Neither Hades nor Apollo answered.
“How did Seth become the God Killer?” asked Alex. Her arms were folded across her chest and her hip was cocked to the side. She was all attitude. “As far as we knew, that wasn’t possible. I was the God Killer and when I died my mortal death, that was that.”
Impatience flooded Apollo’s expression, tightening his jaw. “I’m not sure if you remember how unordinary that entire event was?”
Alex raised a single brow.
“We had no idea what truly would happen to you or to Seth. Making you a demigod—who also happened to be the Apollyon and the awakened God Killer, while there was another Apollyon alive—had never been done before. I warned you—all of you—that anything was possible,” Apollo shot back, but he hadn’t warned me about any of this. Then again, he didn’t really tell me much. “Anything was possible.”
“So you’re telling me that you really had no idea Seth could tap into all of us and somehow become the God Killer?” Disbelief colored Alex’s voice.
“That is what I am saying,” Apollo replied sharply.
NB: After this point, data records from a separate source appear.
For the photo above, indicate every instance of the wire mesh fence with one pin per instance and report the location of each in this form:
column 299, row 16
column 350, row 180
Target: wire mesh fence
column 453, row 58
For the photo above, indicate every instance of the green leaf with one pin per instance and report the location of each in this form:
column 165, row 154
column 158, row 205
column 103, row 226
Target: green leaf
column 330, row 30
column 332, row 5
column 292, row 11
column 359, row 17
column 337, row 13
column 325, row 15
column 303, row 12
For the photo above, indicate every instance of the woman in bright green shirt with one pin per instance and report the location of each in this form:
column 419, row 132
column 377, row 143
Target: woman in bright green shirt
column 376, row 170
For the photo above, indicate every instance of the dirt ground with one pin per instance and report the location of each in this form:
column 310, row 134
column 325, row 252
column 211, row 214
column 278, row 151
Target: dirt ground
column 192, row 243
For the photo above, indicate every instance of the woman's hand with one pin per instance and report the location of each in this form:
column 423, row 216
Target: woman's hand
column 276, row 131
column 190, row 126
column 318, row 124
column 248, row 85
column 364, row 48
My frustration grew, as did the ache in my arm. “Okay. Even if all the super-special gods in the world had no idea that Seth could somehow become the God Killer, that still doesn’t explain how he killed Atlas. We were told—he was told—that only the demigods with their unlocked abilities could kill them.”
Apollo’s jaw flexed. “They could entomb them.”
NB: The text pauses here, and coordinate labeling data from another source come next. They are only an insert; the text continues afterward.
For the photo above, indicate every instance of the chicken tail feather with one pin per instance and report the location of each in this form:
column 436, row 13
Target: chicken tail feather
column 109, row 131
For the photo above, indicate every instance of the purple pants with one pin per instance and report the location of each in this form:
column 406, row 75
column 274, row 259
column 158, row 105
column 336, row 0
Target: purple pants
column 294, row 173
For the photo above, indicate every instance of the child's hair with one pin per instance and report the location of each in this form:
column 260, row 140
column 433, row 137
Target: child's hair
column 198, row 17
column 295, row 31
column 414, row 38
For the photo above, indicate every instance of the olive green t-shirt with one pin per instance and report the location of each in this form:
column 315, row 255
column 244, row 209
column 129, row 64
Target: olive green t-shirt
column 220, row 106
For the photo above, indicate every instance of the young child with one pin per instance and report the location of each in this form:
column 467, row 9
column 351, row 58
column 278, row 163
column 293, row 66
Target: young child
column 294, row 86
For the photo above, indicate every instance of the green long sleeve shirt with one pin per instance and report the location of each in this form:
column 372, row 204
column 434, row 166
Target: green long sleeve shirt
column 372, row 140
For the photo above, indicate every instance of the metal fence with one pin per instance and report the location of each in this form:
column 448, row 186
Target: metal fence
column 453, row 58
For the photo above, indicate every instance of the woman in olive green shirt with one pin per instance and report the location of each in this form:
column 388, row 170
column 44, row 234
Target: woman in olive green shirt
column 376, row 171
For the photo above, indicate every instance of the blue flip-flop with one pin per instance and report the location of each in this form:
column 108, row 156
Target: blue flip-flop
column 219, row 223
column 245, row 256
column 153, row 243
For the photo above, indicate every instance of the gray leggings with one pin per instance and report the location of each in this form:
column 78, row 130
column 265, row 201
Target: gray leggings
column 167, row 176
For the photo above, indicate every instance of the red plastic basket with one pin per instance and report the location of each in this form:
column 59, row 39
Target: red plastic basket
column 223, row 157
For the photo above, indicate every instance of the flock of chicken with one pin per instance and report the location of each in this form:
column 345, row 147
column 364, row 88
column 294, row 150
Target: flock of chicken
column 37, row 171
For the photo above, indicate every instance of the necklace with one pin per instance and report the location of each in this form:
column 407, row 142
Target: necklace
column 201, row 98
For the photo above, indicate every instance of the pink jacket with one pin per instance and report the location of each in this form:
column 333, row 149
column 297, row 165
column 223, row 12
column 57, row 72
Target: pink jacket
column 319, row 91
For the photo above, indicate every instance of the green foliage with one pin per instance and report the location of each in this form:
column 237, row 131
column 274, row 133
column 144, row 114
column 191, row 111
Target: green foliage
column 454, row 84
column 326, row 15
“We were not sure if the God Killer could,” Hades stated after a moment. We all turned to him. He looked particularly bored with the conversation. “God Killers did not exist when the Titans were in control. We felt it was best to not put it in that unstable cretin’s head—the possibility of him being able to take out a Titan.”
“He is not an unstable cretin.” My hands curled into fists.
Hades smirked. “That’s a matter of opinion, luv.”
I exhaled heavily. “Basically, you guys knew there was a chance Seth could become this. After all, didn’t you have Alex and Aiden watching him?”
“Well . . .” Alex trailed off.
“And you knew there was a chance he could kill a Titan, but you said nothing,” I continued. “And now I’m assuming the earthquake and the charbroiled daimons had something to do with Atlas’s death?”